The quietly spoken Capt Cloyd embraced the suggestion that the dual deployment is at the forefront of efforts to stop Iran getting a nuclear bomb, pointing out that his maritime assets have been tasked to quash any challenge to global security.

"Our presence here is an affirmation of our resolve to engage with the nations of the region either where we share common goals or where we face challenges."

The Eisenhower has more than 5,000 people on board and its range of missions is virtually limitless.

As it patrols the shipping lanes of the Strait of Hormuz, the Eisenhower ensures the safe passage of oil tankers. It also prevents the trading routes being used to transport materials that would help rogue nations build a nuclear weapon.

Capt Cloyd said: "Our maritime security mission is about denying the use of the seas to any potential spread of weapons of mass destruction."

Iran's belligerent posture has increased the challenges facing the Eisenhower since it was deployed to the Middle East last October. Vice Admiral Patrick Walsh, the commander of the Fifth Fleet, issued a stark warning that Iran risks triggering an "accidental war" during aggressive military manoeuvres.

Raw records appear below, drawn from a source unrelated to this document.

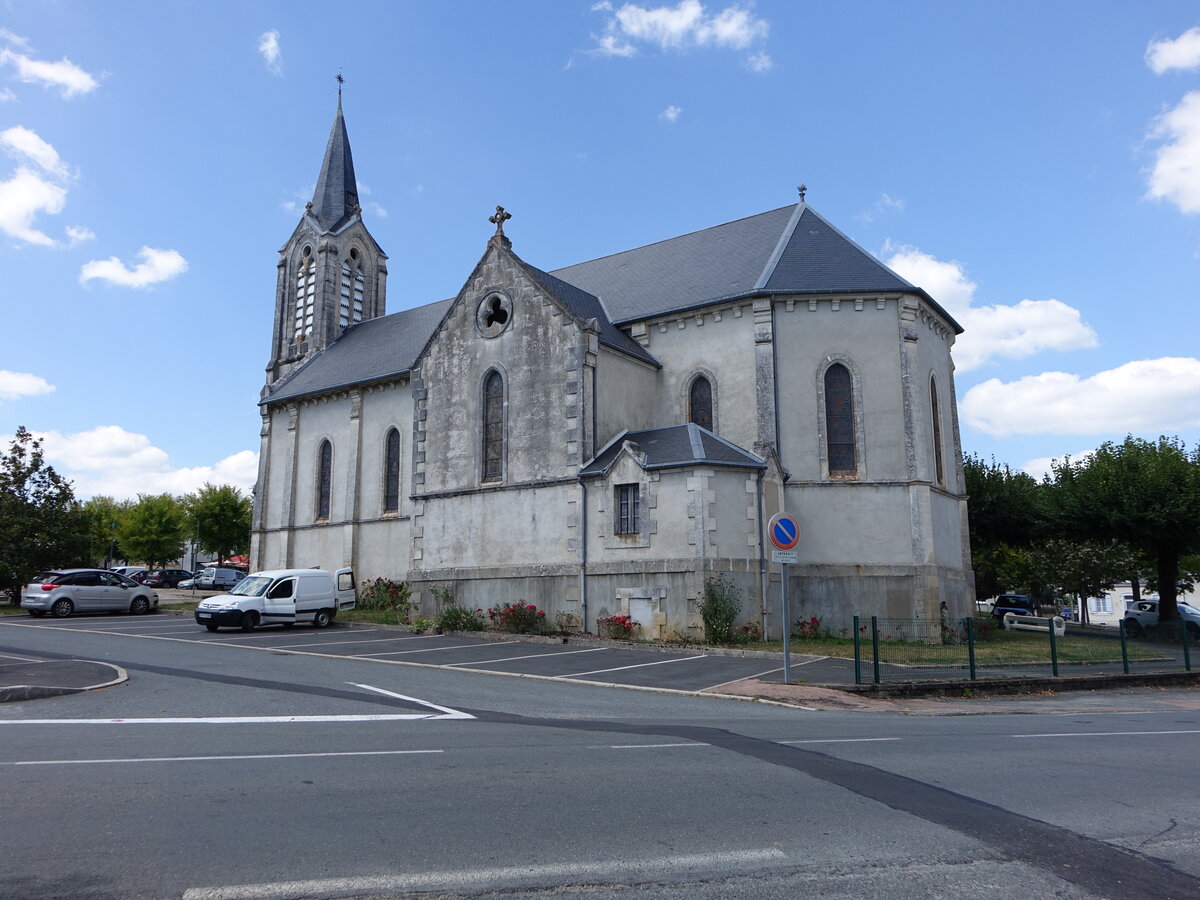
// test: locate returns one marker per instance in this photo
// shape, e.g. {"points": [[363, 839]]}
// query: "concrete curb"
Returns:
{"points": [[72, 677]]}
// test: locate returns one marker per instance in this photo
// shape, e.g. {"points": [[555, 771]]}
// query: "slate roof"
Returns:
{"points": [[588, 306], [336, 197], [675, 447], [367, 352], [791, 250]]}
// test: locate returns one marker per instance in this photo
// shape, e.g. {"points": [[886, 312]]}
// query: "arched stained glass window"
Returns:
{"points": [[700, 402], [493, 427], [324, 478], [391, 473], [936, 412], [840, 421]]}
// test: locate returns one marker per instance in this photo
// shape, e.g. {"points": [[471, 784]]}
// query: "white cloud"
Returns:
{"points": [[156, 265], [22, 384], [108, 460], [1043, 466], [679, 28], [269, 48], [993, 331], [1146, 396], [1183, 52], [1176, 172], [31, 189], [64, 75]]}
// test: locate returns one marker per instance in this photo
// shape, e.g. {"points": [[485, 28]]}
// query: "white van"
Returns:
{"points": [[282, 597]]}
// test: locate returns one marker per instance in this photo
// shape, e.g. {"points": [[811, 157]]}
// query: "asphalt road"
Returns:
{"points": [[223, 772]]}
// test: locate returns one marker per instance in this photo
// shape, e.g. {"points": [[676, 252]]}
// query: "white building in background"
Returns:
{"points": [[603, 437]]}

During the Great Prophet 2 missile test in November, the Islamic Republic fired a Shabab missile into the six-mile corridor of shipping lanes in the Strait of Hormuz. In such a constricted corridor, the results could have been disastrous.

With Teheran's real strategic intentions unclear, the US takes the threats made very seriously. "They threaten to use oil as a weapon. They threaten to close the Straits of Hormuz," Adml Walsh said. "It is the combination of the rhetoric, the tone, and the aggressive exercises in very constrained waters that gives us concern."

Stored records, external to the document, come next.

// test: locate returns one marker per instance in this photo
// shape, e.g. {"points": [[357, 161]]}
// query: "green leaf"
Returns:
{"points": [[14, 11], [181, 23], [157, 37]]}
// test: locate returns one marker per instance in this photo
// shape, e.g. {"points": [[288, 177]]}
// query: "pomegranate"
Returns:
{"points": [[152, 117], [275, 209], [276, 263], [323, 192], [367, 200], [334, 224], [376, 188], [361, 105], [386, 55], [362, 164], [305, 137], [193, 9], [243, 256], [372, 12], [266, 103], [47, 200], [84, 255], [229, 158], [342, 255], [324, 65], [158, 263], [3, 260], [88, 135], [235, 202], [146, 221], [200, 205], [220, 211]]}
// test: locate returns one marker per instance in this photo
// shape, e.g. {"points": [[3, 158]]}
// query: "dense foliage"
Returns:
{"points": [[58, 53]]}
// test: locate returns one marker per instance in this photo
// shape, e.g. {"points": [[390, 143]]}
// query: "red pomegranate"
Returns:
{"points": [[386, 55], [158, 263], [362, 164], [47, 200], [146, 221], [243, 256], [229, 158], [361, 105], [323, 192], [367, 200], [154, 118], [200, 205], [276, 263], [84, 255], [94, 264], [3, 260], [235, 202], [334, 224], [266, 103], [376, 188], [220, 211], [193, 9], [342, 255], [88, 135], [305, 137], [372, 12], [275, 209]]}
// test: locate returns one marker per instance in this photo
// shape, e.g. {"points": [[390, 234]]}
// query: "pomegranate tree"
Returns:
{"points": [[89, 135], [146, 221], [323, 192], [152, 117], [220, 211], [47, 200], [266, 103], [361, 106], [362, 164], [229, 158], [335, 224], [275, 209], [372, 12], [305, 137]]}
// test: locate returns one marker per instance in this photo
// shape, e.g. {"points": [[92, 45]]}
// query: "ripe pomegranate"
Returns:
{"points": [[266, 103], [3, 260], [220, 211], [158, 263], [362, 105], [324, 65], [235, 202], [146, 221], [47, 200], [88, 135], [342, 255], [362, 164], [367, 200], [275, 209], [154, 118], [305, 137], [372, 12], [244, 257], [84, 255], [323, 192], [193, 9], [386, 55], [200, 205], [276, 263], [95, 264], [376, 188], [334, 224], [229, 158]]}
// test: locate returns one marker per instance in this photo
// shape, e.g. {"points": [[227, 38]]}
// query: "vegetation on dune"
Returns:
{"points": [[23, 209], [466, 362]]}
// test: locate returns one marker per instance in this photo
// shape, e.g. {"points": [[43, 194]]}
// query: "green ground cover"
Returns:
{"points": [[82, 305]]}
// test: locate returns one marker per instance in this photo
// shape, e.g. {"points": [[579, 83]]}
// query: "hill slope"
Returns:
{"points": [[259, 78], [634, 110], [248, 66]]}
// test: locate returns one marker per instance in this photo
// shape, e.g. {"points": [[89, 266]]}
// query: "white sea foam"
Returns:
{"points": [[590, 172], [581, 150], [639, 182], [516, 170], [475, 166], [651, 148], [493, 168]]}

US commanders ascribe the increase in instability to increasingly deliberate aggressive actions by Teheran. For that reason the deployment of the carriers is designed to intensify pressure on Iran to step back from the brink.
Great picture of a crewman mask.
Posted by:Anonymoose

#4  Most Gulf oil is piped to the Red or Med seas. If Hormuz is shutdown it will hit East Asia the most.
Posted by: phil_b   2007-02-23 22:55  

#3  See also WND.com > STARTRIBUNE.com [Minneapolis-ST.Pauk, MN]> Lady Congressperson > Agreement to give Iran roughly 1/2 of Iraq.
Posted by: JosephMendiola   2007-02-23 22:54  

#2  That's right, Joe. We only get a fraction of the US oil from the Gulf. But a lot of countries get a big chunk of their oil from there, and like it or not, they are in it, too. The MSM tries to spin it of as a US thing, but it is much bigger than that.
Posted by: Al Aska Paul, Resident Imam   2007-02-23 22:46  

#1  CNN > Saudi Arabia does have an East-to-West national pipeline that can be used to ship oil to the Red Sea, but its unreliable and in dire need of total modernization. And even wid moderniz,
te costs of transhipment thru the deserts and unto Red Sea will be protractively cost-prohibitive for any International company or Govt. While the Nile is secure, at the other end of the Red Sea [Arabian Sea/Indian Ocean]the sectarian conflict in Ethiopia + Somalia-Etriea alone will drive up costs of ground, air and naval security, espec from regional Muslim PIRATES. CNN > IT IS THUS VITAL AND IN NATIONAL SECURITY INTERESTS OF THE USA FOR THE USDOD [Navy] TO PROTECT STRAITS OF HORMUZ AND CONTAIN IRAN.